Die Preise für DDR5-Speicher steigen, und Framework hat nun die genauen Kosten bekannt gegeben. Das Unternehmen, bekannt für seine modularen Laptop- und PC-Komponenten, hat eine aktualisierte Preisliste für seine DDR5-Speicherriegel veröffentlicht. Demnach zahlen Käufer nun etwa 12 bis 16 US-Dollar pro GB.
Dieser Preisanstieg ist kein Zufall. Er hängt mit dem starken Wachstum im Bereich der KI-Technologie und einem allgemeinen Anstieg der Chipkosten zusammen. Das Unternehmen gibt an, monatlich eine neue Preisliste zu veröffentlichen, damit die Nutzer die Preisentwicklung verfolgen können.

KI-Boom treibt Speicherkosten in die Höhe
Der KI-Boom hat zu einem stark gestiegenen Bedarf an Chips und Speicher geführt. Da immer mehr Unternehmen KI-Tools entwickeln, steigt auch der Bedarf an DDR5-Speicher stetig. Steigende Nachfrage führt in der Regel auch zu steigenden Preisen. Genau das beobachten wir derzeit.
Framework stellt fest, dass 128-Gbit-Chips den größten Preisanstieg verzeichnet haben. Acht dieser Chips ergeben ein 128-GB-Kit, und diese Größe ist mittlerweile deutlich teurer als zuvor. Dies wiederum hat die Preise für große Speicherkits in die Höhe getrieben.
Das Unternehmen hat versucht, einige Speichergrößen preislich so nah wie möglich an den früheren Preisen anzubieten. Die 32-GB- und 64-GB-Kits sind so nah wie möglich an den alten Preisen. Doch selbst dann hat der allgemeine Trend im Chipmarkt es schwierig gemacht, die Preise stabil zu halten.
Transparente Preisgestaltung in schwierigen Zeiten
Ein zentraler Punkt von Framework ist das Preisvertrauen. Das Unternehmen gibt an, Speicherprodukte auf Basis der gewichteten durchschnittlichen Kosten zu verkaufen, die es an seine eigene Lieferkette zahlt.
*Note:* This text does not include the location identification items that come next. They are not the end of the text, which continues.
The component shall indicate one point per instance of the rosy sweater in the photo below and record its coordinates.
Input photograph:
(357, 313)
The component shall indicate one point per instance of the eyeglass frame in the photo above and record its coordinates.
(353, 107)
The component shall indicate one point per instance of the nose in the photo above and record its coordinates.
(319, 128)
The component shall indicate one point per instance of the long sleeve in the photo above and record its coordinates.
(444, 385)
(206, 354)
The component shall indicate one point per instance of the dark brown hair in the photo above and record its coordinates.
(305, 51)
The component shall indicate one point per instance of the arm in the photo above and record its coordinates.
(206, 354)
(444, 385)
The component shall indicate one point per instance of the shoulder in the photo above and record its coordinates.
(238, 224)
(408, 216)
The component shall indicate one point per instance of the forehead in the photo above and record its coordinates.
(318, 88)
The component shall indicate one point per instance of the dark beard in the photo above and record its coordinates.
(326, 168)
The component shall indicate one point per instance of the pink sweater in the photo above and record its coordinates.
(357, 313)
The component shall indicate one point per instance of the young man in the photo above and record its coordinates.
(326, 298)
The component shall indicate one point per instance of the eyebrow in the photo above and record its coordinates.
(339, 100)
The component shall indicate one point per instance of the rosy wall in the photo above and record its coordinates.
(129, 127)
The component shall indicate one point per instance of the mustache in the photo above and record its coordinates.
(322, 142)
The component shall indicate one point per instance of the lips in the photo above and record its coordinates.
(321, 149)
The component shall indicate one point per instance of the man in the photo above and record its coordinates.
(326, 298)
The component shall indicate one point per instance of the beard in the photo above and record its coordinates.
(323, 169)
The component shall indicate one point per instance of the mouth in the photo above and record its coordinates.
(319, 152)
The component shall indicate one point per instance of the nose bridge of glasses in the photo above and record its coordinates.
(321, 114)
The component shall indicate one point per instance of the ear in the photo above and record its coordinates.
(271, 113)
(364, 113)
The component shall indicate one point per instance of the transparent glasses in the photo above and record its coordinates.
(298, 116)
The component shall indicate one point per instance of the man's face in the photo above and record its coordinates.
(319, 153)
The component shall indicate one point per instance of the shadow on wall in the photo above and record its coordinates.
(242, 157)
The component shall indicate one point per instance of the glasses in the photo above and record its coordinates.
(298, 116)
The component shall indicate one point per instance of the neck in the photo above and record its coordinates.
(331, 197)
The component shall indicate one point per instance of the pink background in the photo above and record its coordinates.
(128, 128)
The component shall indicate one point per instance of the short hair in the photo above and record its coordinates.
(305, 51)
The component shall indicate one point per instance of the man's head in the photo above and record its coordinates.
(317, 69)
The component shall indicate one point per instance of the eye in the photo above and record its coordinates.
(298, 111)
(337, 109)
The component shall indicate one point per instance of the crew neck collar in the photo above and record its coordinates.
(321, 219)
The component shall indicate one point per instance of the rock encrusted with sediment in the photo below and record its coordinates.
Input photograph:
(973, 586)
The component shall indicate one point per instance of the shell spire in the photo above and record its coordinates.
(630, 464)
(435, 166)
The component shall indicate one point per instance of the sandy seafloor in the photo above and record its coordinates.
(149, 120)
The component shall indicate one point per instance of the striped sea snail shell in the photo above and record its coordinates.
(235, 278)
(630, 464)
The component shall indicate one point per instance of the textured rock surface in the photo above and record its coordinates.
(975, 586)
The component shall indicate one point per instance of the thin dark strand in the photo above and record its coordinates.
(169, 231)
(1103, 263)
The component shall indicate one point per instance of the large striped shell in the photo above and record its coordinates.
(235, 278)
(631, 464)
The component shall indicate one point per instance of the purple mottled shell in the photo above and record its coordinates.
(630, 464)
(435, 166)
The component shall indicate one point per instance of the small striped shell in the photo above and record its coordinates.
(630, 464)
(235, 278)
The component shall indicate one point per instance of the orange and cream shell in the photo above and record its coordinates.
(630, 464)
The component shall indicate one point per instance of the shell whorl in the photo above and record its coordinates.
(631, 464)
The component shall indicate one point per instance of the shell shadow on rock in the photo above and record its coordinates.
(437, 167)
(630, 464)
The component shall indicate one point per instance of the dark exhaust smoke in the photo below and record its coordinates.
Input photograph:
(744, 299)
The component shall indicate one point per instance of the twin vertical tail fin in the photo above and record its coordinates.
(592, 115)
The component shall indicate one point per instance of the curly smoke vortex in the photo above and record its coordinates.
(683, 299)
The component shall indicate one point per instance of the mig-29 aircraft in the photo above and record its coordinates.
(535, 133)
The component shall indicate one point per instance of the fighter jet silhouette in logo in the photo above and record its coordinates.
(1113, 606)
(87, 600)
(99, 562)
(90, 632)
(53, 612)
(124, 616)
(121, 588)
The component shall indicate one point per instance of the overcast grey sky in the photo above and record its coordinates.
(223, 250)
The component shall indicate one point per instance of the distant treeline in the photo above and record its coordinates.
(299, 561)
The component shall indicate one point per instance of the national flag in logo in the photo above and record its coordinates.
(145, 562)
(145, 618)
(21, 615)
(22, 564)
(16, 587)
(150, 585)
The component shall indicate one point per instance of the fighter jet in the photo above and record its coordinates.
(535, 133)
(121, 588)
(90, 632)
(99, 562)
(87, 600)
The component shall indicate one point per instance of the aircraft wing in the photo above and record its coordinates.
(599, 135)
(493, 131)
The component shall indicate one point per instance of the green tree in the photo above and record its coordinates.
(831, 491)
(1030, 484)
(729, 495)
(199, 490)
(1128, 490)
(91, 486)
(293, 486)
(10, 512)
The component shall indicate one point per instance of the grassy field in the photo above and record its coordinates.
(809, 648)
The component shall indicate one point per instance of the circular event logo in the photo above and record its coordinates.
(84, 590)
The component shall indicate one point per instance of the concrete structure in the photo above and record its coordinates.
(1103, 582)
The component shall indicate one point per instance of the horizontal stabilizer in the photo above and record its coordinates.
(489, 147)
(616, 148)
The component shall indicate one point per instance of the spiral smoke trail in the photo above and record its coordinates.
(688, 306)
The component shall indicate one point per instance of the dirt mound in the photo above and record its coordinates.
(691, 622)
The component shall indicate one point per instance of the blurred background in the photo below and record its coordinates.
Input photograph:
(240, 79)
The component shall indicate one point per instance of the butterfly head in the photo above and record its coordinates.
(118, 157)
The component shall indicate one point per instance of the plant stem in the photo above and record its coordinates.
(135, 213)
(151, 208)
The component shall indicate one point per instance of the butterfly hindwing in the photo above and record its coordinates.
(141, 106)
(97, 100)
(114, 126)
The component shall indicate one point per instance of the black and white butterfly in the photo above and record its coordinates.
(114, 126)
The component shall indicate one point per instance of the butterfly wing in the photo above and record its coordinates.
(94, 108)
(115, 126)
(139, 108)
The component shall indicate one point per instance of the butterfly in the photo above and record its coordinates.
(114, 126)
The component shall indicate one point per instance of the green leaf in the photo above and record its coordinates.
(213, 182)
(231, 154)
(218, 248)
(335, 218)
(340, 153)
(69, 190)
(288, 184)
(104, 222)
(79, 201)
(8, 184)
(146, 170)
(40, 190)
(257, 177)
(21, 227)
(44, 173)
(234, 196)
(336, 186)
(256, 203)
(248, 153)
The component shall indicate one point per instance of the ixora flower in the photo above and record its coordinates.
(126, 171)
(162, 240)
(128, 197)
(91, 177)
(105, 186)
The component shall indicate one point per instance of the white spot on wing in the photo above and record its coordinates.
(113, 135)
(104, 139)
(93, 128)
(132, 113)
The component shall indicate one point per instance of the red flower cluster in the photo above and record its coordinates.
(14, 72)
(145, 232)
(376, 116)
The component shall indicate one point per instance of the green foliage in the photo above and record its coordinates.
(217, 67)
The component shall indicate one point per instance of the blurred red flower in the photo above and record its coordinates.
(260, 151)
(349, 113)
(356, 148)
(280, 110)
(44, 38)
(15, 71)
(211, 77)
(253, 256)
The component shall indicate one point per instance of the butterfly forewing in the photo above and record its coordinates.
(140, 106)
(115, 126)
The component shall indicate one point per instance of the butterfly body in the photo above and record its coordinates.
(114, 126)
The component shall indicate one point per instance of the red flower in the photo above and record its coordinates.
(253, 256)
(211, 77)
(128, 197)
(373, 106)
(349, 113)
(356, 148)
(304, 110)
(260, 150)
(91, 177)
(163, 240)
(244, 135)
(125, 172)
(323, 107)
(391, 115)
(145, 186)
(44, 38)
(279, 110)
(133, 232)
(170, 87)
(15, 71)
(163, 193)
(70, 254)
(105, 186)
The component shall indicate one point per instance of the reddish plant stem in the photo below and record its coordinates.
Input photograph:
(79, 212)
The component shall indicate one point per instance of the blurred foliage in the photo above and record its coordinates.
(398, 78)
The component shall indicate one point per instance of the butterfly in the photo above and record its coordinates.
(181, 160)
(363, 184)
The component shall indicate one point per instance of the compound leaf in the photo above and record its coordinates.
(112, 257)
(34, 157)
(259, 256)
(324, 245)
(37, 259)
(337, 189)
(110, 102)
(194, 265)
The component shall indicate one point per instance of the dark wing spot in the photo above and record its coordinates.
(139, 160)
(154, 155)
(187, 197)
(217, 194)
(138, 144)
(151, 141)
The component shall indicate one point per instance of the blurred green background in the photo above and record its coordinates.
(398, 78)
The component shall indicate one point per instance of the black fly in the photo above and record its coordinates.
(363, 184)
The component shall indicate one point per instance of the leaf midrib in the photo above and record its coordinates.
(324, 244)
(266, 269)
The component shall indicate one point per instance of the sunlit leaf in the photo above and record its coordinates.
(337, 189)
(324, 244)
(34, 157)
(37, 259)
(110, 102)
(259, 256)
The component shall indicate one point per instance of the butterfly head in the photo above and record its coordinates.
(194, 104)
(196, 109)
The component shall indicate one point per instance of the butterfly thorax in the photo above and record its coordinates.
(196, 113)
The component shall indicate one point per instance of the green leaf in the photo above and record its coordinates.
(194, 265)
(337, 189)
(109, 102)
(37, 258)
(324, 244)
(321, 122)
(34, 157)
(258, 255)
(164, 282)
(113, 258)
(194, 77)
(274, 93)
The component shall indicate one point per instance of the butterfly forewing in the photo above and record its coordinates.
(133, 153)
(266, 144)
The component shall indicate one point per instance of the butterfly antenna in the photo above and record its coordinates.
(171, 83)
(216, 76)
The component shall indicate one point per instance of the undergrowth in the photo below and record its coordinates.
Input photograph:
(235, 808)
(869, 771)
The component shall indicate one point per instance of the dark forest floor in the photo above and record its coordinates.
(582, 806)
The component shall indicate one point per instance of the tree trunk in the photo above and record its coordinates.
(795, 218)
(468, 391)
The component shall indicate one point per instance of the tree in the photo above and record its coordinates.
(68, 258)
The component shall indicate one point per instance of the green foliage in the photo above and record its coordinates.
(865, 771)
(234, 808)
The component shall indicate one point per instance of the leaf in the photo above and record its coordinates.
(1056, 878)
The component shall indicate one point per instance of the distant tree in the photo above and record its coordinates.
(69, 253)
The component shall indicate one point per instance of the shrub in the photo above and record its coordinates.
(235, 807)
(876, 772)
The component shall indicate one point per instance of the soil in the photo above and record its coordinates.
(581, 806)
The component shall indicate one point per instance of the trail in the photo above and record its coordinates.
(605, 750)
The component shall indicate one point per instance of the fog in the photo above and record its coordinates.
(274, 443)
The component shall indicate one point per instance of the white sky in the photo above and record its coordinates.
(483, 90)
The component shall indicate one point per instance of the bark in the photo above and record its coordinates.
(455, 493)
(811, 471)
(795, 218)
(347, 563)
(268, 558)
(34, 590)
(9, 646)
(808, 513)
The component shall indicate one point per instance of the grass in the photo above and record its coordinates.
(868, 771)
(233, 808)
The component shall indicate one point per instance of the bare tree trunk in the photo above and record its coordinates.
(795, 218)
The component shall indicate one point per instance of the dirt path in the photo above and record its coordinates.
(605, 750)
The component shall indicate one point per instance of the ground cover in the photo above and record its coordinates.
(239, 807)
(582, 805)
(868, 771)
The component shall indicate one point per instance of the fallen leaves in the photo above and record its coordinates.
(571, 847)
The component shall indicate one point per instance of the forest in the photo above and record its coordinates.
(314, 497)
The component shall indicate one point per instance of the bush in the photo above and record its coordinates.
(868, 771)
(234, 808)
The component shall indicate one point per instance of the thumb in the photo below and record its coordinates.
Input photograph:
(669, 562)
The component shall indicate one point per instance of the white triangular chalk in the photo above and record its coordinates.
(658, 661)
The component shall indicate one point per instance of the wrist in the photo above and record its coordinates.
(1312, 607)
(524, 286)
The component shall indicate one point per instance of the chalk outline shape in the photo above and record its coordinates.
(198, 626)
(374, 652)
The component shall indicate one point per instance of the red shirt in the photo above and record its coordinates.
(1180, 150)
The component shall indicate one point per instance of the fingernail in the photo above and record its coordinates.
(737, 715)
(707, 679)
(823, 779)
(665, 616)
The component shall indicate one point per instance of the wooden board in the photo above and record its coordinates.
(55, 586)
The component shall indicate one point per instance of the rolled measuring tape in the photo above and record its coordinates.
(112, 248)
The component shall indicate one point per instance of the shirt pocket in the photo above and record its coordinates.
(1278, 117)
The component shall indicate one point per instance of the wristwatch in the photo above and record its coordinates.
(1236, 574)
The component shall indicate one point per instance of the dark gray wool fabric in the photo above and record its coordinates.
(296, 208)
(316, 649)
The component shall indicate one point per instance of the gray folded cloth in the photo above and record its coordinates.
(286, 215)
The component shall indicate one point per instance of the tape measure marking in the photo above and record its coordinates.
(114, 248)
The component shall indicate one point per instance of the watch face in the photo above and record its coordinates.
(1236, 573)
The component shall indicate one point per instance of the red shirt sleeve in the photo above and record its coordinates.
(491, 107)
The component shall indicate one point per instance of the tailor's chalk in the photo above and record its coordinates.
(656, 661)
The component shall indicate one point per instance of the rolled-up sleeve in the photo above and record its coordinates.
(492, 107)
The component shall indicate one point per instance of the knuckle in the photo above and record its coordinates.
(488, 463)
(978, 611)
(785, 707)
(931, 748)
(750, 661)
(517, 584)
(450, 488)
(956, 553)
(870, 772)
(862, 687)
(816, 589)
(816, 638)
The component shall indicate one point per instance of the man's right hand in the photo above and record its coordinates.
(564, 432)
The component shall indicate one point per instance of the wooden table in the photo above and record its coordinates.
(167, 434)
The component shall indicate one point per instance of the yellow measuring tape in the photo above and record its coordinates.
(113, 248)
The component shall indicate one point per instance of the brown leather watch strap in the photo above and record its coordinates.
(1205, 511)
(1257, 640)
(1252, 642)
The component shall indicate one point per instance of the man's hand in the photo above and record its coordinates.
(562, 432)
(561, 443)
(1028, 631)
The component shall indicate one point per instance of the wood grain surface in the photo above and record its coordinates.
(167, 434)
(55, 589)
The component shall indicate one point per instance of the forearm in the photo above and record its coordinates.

In manchen Fällen kann der Preis sogar etwas unter dem Marktpreis liegen.
Gleichzeitig zeigt sich das Unternehmen gegenüber Käufern aufgeschlossen. Es rät Nutzern, Preise zu vergleichen. Sollten sie bei einem seriösen Händler einen günstigeren Preis finden, steht es ihnen frei, diesen zu wählen. Solch eine offene Kommunikation ist in der Technologiebranche selten.
Eine schwierige Phase für Technologiekäufer
Framework zufolge befindet sich die Tech-Branche weiterhin in einer schwierigen Phase. Von Chiplücken bis hin zu Kostensteigerungen – Unternehmen und Käufer spüren die Belastung gleichermaßen. Der einzige Ausweg besteht nun darin, Preistransparenz zu wahren und transparente Daten zu teilen.
DDR5-Speicher wird vorerst nicht billig werden. Und da die KI-Entwicklung weiter voranschreitet, dürften die Kosten weiter steigen.